Les enfants hissés sur leurs chevaux de bois tournent et tournent encore avec bonheur sur le manège. L’instant où il faudra descendre de leurs montures qui se sont immobilisées survient toujours trop vite et leurs yeux se font implorants pour obtenir de leurs parents un tour supplémentaire. Bientôt, ces enfants devenus grands découvriront le carrousel des adultes. Mais n’est-il pas injurieux de rapprocher l’une de l’autre la ronde magique des canassons de foire avec cette danse enivrante des affaires à laquelle se livrent passionnément les adultes pendant trois ou quatre décades de leur vie ? Il est vrai qu’à la première, on donne le nom de jeu tandis qu’on parle de travail pour désigner la seconde ! Quoiqu’il en soit de cette distinction dont nous ne nions pas la valeur, voyez comme les hommes aux cheveux grisonnants peinent, comme lorsqu’ils étaient enfants, à descendre de leurs destriers honorifiques et ne quittent le plus souvent qu’à regret leurs activités trépidantes. Qu’il leur est difficile de laisser leur place… On dirait que la vie n’est plus rien pour eux, maintenant qu’ils sont descendus du manège des grandes personnes.
Nous laissons à d’autres le soin de consoler les jeunes retraités encore vigoureux en déployant l’éventail, d’ailleurs attractif, des mille et une manières de s’occuper utilement à l’âge de soixante-cinq ans et nous applaudissons aux services signalés que leur générosité sait rendre aux causes qui nous sont les plus chères et les plus sacrées. Comme ils ont raison de fuir une ruineuse oisiveté et de proposer leurs compétences et leurs talents pour aider les générations qui les suivent ! Si je puis cependant leur donner un conseil, ce sera celui de ne pas chercher à enfourcher les haridelles des manèges du troisième âge. On attend justement de leur sagesse, au bel automne de leur existence, qu’ils cessent de tournoyer comme des feuilles mortes et de plastronner encore jusqu’au moment où ils tomberont de leur selle…

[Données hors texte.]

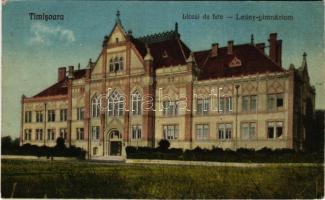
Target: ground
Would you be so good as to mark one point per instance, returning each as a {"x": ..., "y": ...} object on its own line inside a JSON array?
[{"x": 81, "y": 179}]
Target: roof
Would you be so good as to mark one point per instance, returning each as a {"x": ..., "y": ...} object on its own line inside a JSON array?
[
  {"x": 165, "y": 48},
  {"x": 252, "y": 60},
  {"x": 60, "y": 87}
]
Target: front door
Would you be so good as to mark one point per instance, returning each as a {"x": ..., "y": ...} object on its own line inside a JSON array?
[{"x": 116, "y": 147}]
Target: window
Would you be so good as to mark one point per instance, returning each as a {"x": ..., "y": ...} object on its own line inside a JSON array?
[
  {"x": 116, "y": 64},
  {"x": 95, "y": 132},
  {"x": 95, "y": 150},
  {"x": 95, "y": 110},
  {"x": 39, "y": 116},
  {"x": 275, "y": 102},
  {"x": 51, "y": 115},
  {"x": 80, "y": 113},
  {"x": 170, "y": 108},
  {"x": 170, "y": 132},
  {"x": 248, "y": 130},
  {"x": 225, "y": 104},
  {"x": 136, "y": 103},
  {"x": 224, "y": 131},
  {"x": 202, "y": 131},
  {"x": 39, "y": 134},
  {"x": 50, "y": 134},
  {"x": 63, "y": 115},
  {"x": 274, "y": 130},
  {"x": 63, "y": 133},
  {"x": 249, "y": 103},
  {"x": 115, "y": 104},
  {"x": 28, "y": 134},
  {"x": 28, "y": 116},
  {"x": 80, "y": 133},
  {"x": 136, "y": 132},
  {"x": 203, "y": 106}
]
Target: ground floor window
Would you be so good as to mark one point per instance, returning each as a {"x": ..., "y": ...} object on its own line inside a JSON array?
[
  {"x": 248, "y": 130},
  {"x": 136, "y": 132},
  {"x": 63, "y": 133},
  {"x": 39, "y": 134},
  {"x": 224, "y": 131},
  {"x": 274, "y": 130},
  {"x": 28, "y": 134},
  {"x": 50, "y": 134},
  {"x": 80, "y": 133},
  {"x": 202, "y": 131},
  {"x": 170, "y": 132}
]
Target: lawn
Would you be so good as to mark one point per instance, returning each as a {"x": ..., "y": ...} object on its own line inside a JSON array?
[{"x": 58, "y": 179}]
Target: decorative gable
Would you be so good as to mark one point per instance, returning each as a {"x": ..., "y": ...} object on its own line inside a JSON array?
[{"x": 235, "y": 62}]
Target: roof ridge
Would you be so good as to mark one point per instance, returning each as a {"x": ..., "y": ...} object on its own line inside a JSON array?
[{"x": 158, "y": 37}]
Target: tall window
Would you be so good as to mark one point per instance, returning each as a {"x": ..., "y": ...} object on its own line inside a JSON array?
[
  {"x": 136, "y": 132},
  {"x": 116, "y": 64},
  {"x": 274, "y": 130},
  {"x": 28, "y": 116},
  {"x": 80, "y": 113},
  {"x": 63, "y": 115},
  {"x": 95, "y": 110},
  {"x": 248, "y": 130},
  {"x": 115, "y": 104},
  {"x": 225, "y": 104},
  {"x": 136, "y": 103},
  {"x": 203, "y": 106},
  {"x": 50, "y": 134},
  {"x": 249, "y": 103},
  {"x": 39, "y": 116},
  {"x": 80, "y": 133},
  {"x": 51, "y": 115},
  {"x": 202, "y": 131},
  {"x": 63, "y": 133},
  {"x": 275, "y": 102},
  {"x": 170, "y": 108},
  {"x": 224, "y": 131},
  {"x": 28, "y": 134},
  {"x": 95, "y": 132},
  {"x": 39, "y": 134},
  {"x": 170, "y": 132}
]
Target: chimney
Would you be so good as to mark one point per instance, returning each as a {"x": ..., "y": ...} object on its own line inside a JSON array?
[
  {"x": 261, "y": 47},
  {"x": 230, "y": 47},
  {"x": 275, "y": 51},
  {"x": 70, "y": 73},
  {"x": 61, "y": 73},
  {"x": 214, "y": 49}
]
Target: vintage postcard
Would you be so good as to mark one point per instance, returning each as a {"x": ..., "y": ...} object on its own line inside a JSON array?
[{"x": 162, "y": 99}]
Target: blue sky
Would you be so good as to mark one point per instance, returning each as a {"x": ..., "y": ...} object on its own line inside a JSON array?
[{"x": 34, "y": 49}]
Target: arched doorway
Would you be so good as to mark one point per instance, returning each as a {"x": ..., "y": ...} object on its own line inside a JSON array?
[{"x": 114, "y": 143}]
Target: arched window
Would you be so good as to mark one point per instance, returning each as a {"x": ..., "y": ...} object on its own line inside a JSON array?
[
  {"x": 121, "y": 63},
  {"x": 115, "y": 104},
  {"x": 111, "y": 65},
  {"x": 136, "y": 103},
  {"x": 95, "y": 110}
]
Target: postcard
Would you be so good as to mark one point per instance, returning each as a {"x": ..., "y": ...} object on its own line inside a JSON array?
[{"x": 162, "y": 99}]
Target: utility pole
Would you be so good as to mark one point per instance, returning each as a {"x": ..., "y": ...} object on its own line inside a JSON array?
[{"x": 237, "y": 96}]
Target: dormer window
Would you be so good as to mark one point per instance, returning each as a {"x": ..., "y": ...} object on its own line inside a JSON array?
[
  {"x": 235, "y": 62},
  {"x": 116, "y": 64},
  {"x": 165, "y": 55}
]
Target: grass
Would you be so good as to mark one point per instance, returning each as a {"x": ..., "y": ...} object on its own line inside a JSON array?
[{"x": 57, "y": 179}]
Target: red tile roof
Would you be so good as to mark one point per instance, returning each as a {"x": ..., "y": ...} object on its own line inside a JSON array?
[
  {"x": 252, "y": 59},
  {"x": 60, "y": 88}
]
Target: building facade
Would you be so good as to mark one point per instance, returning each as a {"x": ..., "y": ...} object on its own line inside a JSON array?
[{"x": 141, "y": 90}]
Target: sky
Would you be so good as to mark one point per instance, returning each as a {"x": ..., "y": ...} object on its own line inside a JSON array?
[{"x": 32, "y": 50}]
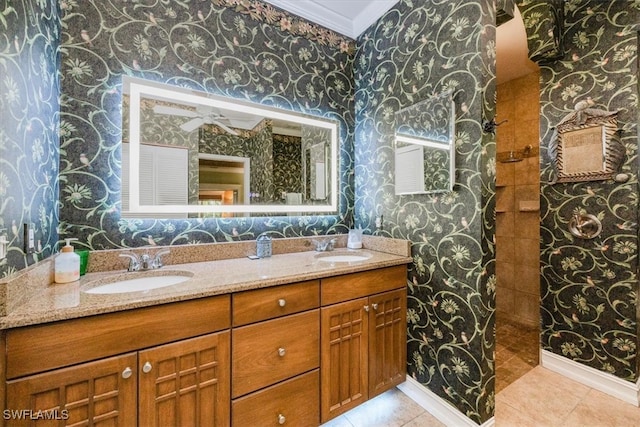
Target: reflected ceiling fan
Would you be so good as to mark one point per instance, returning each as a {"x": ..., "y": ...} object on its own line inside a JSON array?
[{"x": 202, "y": 115}]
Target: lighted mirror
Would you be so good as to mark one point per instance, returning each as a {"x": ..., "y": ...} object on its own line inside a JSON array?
[
  {"x": 187, "y": 153},
  {"x": 424, "y": 146}
]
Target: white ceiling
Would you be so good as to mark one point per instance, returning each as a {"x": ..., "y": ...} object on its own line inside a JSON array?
[
  {"x": 352, "y": 17},
  {"x": 512, "y": 59},
  {"x": 347, "y": 17}
]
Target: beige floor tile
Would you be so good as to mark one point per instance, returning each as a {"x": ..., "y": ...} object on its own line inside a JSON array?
[
  {"x": 425, "y": 420},
  {"x": 507, "y": 416},
  {"x": 391, "y": 409},
  {"x": 340, "y": 421},
  {"x": 601, "y": 410},
  {"x": 530, "y": 395}
]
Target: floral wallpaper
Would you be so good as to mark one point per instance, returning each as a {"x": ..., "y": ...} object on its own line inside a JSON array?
[
  {"x": 287, "y": 164},
  {"x": 29, "y": 117},
  {"x": 240, "y": 49},
  {"x": 544, "y": 23},
  {"x": 589, "y": 288},
  {"x": 417, "y": 50}
]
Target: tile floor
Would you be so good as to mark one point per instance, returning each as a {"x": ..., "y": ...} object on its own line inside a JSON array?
[
  {"x": 516, "y": 352},
  {"x": 528, "y": 396}
]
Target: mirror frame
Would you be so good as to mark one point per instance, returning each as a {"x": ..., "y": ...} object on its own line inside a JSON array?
[
  {"x": 137, "y": 88},
  {"x": 449, "y": 146}
]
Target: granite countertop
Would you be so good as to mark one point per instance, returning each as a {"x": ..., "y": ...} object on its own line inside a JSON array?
[{"x": 68, "y": 301}]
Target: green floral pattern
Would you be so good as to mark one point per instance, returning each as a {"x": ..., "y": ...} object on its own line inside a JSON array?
[
  {"x": 239, "y": 49},
  {"x": 416, "y": 50},
  {"x": 589, "y": 288},
  {"x": 29, "y": 118}
]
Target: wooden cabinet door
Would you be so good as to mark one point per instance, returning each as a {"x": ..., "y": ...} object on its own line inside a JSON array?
[
  {"x": 101, "y": 393},
  {"x": 186, "y": 383},
  {"x": 344, "y": 366},
  {"x": 387, "y": 340}
]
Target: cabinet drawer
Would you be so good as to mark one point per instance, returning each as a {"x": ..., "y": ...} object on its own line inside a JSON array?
[
  {"x": 271, "y": 351},
  {"x": 357, "y": 285},
  {"x": 262, "y": 304},
  {"x": 293, "y": 402},
  {"x": 80, "y": 340}
]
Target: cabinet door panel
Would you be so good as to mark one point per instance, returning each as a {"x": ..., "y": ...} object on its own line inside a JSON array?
[
  {"x": 186, "y": 383},
  {"x": 96, "y": 337},
  {"x": 94, "y": 393},
  {"x": 387, "y": 341},
  {"x": 344, "y": 357}
]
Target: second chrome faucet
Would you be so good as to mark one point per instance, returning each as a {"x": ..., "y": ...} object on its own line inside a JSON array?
[{"x": 145, "y": 261}]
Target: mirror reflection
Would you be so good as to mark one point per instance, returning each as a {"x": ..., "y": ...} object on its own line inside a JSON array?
[
  {"x": 189, "y": 153},
  {"x": 424, "y": 146}
]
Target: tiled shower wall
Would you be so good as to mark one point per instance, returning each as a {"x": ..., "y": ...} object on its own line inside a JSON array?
[{"x": 517, "y": 202}]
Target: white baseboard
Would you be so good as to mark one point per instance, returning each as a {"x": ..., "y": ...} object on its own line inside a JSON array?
[
  {"x": 445, "y": 412},
  {"x": 598, "y": 380}
]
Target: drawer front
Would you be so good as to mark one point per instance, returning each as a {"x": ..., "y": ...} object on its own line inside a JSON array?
[
  {"x": 293, "y": 402},
  {"x": 75, "y": 341},
  {"x": 271, "y": 351},
  {"x": 268, "y": 303},
  {"x": 357, "y": 285}
]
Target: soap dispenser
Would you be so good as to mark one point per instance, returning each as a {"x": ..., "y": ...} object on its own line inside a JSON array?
[{"x": 67, "y": 264}]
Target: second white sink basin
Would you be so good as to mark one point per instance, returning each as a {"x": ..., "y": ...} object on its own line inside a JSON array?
[
  {"x": 139, "y": 284},
  {"x": 343, "y": 256}
]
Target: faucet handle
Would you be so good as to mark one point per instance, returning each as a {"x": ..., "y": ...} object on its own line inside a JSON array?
[
  {"x": 134, "y": 262},
  {"x": 332, "y": 244},
  {"x": 157, "y": 259}
]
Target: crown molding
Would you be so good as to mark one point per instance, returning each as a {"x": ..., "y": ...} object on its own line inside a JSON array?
[{"x": 319, "y": 14}]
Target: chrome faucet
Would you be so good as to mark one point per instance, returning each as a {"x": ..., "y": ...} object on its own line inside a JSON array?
[
  {"x": 144, "y": 262},
  {"x": 324, "y": 245}
]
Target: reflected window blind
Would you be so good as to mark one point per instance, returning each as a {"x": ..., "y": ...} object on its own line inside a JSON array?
[{"x": 164, "y": 178}]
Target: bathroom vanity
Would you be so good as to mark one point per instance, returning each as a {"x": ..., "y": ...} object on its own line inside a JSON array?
[{"x": 275, "y": 350}]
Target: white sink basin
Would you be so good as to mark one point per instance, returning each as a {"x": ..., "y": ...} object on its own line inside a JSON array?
[
  {"x": 138, "y": 284},
  {"x": 342, "y": 256}
]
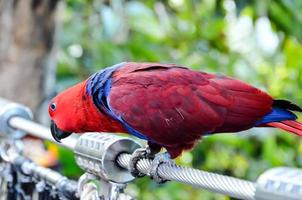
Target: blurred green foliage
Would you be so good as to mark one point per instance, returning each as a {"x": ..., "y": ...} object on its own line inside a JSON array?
[{"x": 256, "y": 41}]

Nos seniors, nos vétérans, nos anciens, nous aimons qu’ils nous enseignent, à l’âge qui est le leur, que la prière et la contemplation sont bien plus que le travail et qu’ils l’ont suffisamment compris pour ne pas céder à la fatale griserie que serait leur empressement à fabriquer des manèges de retraités. Si nous leur exprimons toute notre gratitude pour la disponibilité qu’ils montrent pour accomplir de bonnes œuvres, nous avons encore davantage besoin de voir leurs yeux se tourner courageusement vers leur éternité. Finalement, qu’ils nous montrent cet équilibre chrétien de l’existence où le travail maîtrisé ne constitue plus un obstacle à l’union de l’âme à Dieu, où la prière occupe la place privilégiée qu’elle aurait dû toujours avoir. S’ils nous donnent cet exemple, comme ils nous aideront nous-mêmes à nous rappeler que le travail n’est certes pas le tout d’une existence humaine !
Affirmons donc l’âge de la retraite comme devant être tout spécialement le trait d’union entre la vie laborieuse de la terre et la vie contemplative du Ciel. Personne ne travaille au Paradis car la vision béatifique n’est pas un travail. Si tous, nous devons anticiper la vie du Ciel par le développement, tout au long de notre vie, de nos efforts généreux à connaître et à aimer Dieu, l’âge de la retraite doit nous stimuler pour adopter l’allure très vive de ceux qui sont conduits par l’amour et qui ne veulent pas manquer le plus grand rendez-vous de leur existence. Ce n’est en effet ni sur la quantité ni sur la qualité ni sur le prestige de nos travaux que nous serons jugés mais uniquement, exclusivement sur l’amour de charité avec lesquels nous les aurons menés.